Friedman today took to GitHub to introduce himself as the site’s new head honcho, and put to rest any ideas that he’s a suit without the credentials required for the new job.
In fact, the hoodie-clad Friedman went to great lengths to tout his development background. “I’ve been a developer since I was six,” Friedman said. He’s been active in open source since the 90s, and that’s where he discovered Linux. His first GitHub commit was in 2009, when the site was just a year old.
Since then, he’s gone on to found “a couple of open source companies” and maintains that the partnership with Microsoft is, indeed, a good thing.

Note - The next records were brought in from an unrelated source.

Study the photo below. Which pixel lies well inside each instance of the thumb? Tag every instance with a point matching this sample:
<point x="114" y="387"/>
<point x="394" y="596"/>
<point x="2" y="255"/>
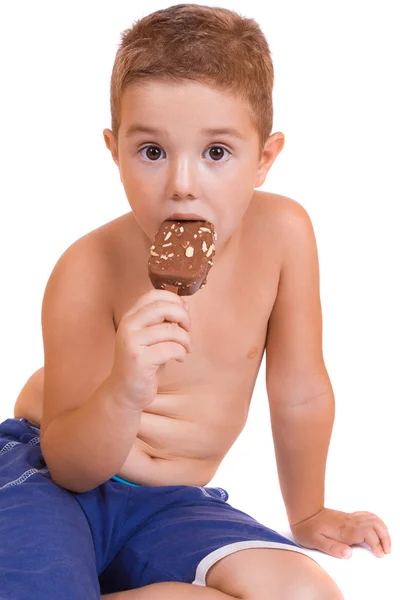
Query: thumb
<point x="333" y="547"/>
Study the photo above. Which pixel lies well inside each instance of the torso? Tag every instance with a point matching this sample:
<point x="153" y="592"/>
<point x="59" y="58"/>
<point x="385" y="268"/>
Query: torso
<point x="202" y="404"/>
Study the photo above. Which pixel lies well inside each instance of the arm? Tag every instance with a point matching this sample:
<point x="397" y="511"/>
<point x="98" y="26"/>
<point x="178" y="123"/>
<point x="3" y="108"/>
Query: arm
<point x="300" y="395"/>
<point x="87" y="429"/>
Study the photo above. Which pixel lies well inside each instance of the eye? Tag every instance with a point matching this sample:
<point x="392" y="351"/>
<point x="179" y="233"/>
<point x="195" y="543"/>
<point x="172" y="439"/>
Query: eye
<point x="151" y="153"/>
<point x="217" y="153"/>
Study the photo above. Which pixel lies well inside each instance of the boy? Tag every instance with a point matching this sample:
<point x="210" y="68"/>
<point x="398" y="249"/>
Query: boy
<point x="144" y="392"/>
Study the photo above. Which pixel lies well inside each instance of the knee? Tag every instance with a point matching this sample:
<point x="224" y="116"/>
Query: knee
<point x="312" y="587"/>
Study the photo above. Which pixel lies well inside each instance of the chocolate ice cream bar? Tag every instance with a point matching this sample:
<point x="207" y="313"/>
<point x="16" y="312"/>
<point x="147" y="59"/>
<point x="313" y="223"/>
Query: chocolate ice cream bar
<point x="181" y="256"/>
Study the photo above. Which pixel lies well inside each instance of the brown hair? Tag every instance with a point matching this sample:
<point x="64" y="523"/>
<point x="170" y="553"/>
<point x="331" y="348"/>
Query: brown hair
<point x="189" y="42"/>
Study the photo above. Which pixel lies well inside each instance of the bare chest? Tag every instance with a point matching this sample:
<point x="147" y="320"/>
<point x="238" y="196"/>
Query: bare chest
<point x="229" y="325"/>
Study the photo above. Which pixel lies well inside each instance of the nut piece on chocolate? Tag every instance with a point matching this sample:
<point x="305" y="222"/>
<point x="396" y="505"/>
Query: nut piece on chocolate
<point x="181" y="256"/>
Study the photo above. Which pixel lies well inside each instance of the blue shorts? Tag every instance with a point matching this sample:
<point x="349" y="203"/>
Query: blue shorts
<point x="58" y="544"/>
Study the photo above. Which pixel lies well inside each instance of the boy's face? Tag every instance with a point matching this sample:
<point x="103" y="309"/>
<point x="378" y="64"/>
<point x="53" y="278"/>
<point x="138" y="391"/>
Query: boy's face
<point x="175" y="160"/>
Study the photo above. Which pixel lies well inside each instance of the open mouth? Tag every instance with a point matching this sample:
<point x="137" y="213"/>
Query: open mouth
<point x="186" y="217"/>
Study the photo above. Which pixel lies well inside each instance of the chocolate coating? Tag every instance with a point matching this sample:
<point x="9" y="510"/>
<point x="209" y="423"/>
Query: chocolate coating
<point x="181" y="256"/>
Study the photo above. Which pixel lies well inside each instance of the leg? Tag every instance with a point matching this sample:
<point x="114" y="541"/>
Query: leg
<point x="46" y="547"/>
<point x="169" y="591"/>
<point x="271" y="574"/>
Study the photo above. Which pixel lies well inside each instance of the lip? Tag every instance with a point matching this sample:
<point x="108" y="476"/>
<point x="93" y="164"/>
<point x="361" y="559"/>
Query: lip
<point x="186" y="217"/>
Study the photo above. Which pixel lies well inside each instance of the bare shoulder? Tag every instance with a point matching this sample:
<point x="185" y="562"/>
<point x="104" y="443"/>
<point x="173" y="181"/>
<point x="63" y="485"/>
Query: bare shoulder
<point x="276" y="211"/>
<point x="278" y="223"/>
<point x="100" y="250"/>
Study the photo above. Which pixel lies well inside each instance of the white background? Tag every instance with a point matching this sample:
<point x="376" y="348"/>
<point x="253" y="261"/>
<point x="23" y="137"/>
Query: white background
<point x="336" y="100"/>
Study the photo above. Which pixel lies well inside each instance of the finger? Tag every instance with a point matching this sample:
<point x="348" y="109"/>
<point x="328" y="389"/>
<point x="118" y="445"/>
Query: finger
<point x="155" y="296"/>
<point x="164" y="332"/>
<point x="333" y="547"/>
<point x="383" y="535"/>
<point x="158" y="312"/>
<point x="371" y="538"/>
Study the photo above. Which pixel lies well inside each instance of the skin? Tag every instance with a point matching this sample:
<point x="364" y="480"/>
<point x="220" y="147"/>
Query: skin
<point x="266" y="259"/>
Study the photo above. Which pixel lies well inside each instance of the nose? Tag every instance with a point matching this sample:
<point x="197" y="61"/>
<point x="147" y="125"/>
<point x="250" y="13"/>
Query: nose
<point x="182" y="179"/>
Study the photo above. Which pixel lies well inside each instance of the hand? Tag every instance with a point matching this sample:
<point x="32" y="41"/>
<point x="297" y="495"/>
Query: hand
<point x="154" y="331"/>
<point x="333" y="532"/>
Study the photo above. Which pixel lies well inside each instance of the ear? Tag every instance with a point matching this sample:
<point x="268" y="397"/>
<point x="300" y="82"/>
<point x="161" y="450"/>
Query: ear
<point x="111" y="144"/>
<point x="272" y="148"/>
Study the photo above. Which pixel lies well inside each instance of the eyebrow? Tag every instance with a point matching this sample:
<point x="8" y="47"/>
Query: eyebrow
<point x="229" y="131"/>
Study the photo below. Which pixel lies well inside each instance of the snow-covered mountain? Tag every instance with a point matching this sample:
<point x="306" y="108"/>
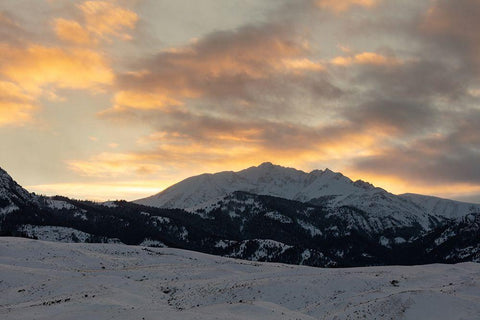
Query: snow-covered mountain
<point x="368" y="226"/>
<point x="322" y="187"/>
<point x="45" y="280"/>
<point x="12" y="195"/>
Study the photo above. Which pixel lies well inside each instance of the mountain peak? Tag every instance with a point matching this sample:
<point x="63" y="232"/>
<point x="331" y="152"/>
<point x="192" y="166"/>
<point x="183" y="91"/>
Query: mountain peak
<point x="265" y="179"/>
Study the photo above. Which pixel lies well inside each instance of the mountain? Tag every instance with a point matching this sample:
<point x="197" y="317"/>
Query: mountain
<point x="326" y="188"/>
<point x="366" y="227"/>
<point x="12" y="195"/>
<point x="45" y="280"/>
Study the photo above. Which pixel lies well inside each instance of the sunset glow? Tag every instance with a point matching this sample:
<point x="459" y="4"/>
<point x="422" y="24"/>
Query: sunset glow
<point x="120" y="99"/>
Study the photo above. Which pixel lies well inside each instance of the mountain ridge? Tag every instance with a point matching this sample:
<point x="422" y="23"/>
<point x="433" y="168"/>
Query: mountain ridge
<point x="324" y="187"/>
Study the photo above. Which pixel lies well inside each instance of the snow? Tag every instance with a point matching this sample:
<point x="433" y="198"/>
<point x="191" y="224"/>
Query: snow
<point x="59" y="204"/>
<point x="384" y="241"/>
<point x="109" y="204"/>
<point x="325" y="187"/>
<point x="9" y="208"/>
<point x="274" y="215"/>
<point x="152" y="243"/>
<point x="46" y="280"/>
<point x="51" y="233"/>
<point x="442" y="207"/>
<point x="314" y="231"/>
<point x="399" y="240"/>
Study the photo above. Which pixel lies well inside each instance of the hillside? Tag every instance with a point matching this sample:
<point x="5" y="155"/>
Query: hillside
<point x="45" y="280"/>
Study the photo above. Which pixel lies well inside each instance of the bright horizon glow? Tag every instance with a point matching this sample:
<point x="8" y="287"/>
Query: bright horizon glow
<point x="120" y="99"/>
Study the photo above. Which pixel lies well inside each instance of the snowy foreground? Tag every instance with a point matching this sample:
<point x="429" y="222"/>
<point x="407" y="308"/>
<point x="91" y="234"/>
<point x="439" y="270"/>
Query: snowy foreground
<point x="47" y="280"/>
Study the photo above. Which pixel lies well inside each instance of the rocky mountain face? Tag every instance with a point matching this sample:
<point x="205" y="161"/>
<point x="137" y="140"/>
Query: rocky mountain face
<point x="324" y="188"/>
<point x="12" y="195"/>
<point x="279" y="218"/>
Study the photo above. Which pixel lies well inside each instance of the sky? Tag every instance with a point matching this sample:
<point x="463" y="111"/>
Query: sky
<point x="120" y="99"/>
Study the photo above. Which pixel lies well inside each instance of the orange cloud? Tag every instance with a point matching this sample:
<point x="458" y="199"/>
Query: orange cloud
<point x="302" y="65"/>
<point x="102" y="191"/>
<point x="105" y="18"/>
<point x="109" y="164"/>
<point x="366" y="58"/>
<point x="71" y="31"/>
<point x="344" y="5"/>
<point x="144" y="100"/>
<point x="36" y="67"/>
<point x="16" y="107"/>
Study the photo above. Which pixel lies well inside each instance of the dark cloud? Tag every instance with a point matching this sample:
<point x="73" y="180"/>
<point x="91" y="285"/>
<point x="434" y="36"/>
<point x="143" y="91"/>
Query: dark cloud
<point x="263" y="86"/>
<point x="451" y="157"/>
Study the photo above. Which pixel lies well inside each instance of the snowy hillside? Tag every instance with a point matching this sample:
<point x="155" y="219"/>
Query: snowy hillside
<point x="326" y="188"/>
<point x="11" y="194"/>
<point x="46" y="280"/>
<point x="443" y="207"/>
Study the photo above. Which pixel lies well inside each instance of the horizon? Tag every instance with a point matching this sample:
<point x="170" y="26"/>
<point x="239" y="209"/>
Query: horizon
<point x="155" y="192"/>
<point x="119" y="99"/>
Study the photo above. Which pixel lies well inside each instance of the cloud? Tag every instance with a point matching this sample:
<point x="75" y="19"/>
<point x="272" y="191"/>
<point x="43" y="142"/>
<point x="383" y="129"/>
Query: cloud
<point x="451" y="157"/>
<point x="344" y="5"/>
<point x="253" y="65"/>
<point x="106" y="18"/>
<point x="366" y="58"/>
<point x="35" y="67"/>
<point x="452" y="27"/>
<point x="16" y="106"/>
<point x="10" y="30"/>
<point x="71" y="31"/>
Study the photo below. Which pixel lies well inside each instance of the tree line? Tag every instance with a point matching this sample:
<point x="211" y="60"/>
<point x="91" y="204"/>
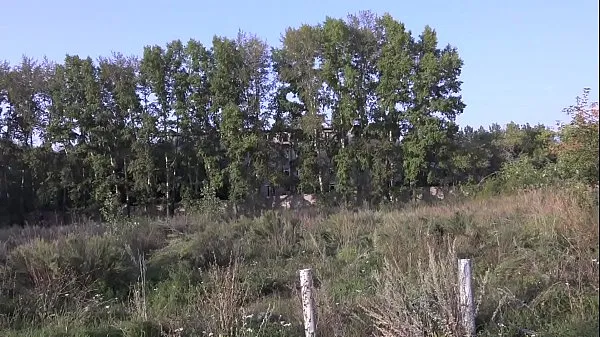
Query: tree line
<point x="184" y="120"/>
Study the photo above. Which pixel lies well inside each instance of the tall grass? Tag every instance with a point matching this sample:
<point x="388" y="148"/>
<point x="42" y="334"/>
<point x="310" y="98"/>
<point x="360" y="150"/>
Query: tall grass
<point x="385" y="273"/>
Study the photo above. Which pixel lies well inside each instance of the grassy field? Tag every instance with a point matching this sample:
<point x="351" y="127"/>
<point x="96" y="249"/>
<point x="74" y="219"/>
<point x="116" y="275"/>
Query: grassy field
<point x="387" y="272"/>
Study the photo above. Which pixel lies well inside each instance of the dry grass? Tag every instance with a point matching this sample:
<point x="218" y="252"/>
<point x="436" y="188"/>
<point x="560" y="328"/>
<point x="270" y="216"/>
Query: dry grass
<point x="386" y="273"/>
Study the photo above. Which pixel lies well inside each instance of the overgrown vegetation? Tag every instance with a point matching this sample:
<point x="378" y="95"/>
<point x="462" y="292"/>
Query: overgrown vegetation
<point x="391" y="272"/>
<point x="188" y="125"/>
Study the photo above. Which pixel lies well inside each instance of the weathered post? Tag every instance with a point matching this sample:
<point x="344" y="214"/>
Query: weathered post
<point x="308" y="302"/>
<point x="467" y="310"/>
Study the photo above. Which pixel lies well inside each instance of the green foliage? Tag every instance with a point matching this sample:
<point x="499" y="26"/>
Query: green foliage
<point x="373" y="269"/>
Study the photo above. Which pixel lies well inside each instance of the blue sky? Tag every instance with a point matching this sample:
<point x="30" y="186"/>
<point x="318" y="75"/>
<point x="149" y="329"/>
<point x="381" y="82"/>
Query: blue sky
<point x="524" y="60"/>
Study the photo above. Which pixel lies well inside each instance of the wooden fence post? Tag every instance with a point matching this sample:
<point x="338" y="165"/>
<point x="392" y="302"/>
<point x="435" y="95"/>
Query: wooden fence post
<point x="308" y="302"/>
<point x="467" y="310"/>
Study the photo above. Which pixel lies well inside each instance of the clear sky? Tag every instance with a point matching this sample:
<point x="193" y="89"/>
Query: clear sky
<point x="524" y="60"/>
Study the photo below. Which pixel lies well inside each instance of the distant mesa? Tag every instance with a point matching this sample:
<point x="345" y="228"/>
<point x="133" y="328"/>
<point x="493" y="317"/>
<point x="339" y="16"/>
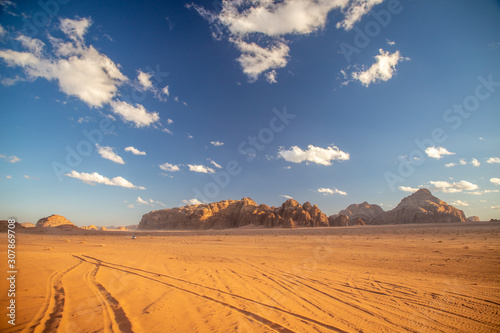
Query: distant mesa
<point x="234" y="214"/>
<point x="420" y="207"/>
<point x="53" y="221"/>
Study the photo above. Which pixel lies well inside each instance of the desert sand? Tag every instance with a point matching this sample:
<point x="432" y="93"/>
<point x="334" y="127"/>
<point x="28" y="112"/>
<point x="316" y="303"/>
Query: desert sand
<point x="411" y="278"/>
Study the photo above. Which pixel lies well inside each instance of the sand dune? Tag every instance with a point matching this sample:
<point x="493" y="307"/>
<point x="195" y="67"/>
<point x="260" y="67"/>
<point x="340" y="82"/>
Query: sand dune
<point x="368" y="279"/>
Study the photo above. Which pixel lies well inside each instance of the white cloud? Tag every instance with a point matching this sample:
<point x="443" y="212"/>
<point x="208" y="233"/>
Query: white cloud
<point x="166" y="90"/>
<point x="95" y="178"/>
<point x="200" y="168"/>
<point x="169" y="167"/>
<point x="495" y="181"/>
<point x="382" y="70"/>
<point x="408" y="189"/>
<point x="447" y="187"/>
<point x="193" y="201"/>
<point x="144" y="80"/>
<point x="318" y="155"/>
<point x="215" y="164"/>
<point x="355" y="12"/>
<point x="329" y="191"/>
<point x="217" y="143"/>
<point x="135" y="151"/>
<point x="10" y="159"/>
<point x="255" y="59"/>
<point x="269" y="21"/>
<point x="137" y="114"/>
<point x="460" y="203"/>
<point x="80" y="70"/>
<point x="437" y="152"/>
<point x="109" y="154"/>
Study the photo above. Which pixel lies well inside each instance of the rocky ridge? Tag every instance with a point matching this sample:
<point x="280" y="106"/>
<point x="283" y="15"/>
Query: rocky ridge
<point x="420" y="207"/>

When letting the Octocat out of the bag, Friedman stressed that GitHub would operate as an independent entity, and that the plan is to retain its product philosophy and deep-seated ties to the open-source community. While the former is basically boilerplate at this point, the optimist in me wants to believe the latter is true.
According to the blog post:
- GitHub will operate independently as a community, platform, and business.This means that GitHub will retain its developer-first values, distinctive spirit, and open extensibility. We will always support developers in their choice of any language, license, tool, platform, or cloud.
- GitHub will retain its product philosophy. We love GitHub because of the deep care and thoughtfulness that goes into every facet of the developer’s experience. I understand and respect this, and know that we will continue to build tasteful, snappy, polished tools that developers love.
Friedman closes the post by ensuring the community that he isn’t asking for your trust, but that he intends to earn it. He also reminded everyone he’s scheduled to do a Reddit AMA in a few days. Get those questions ready.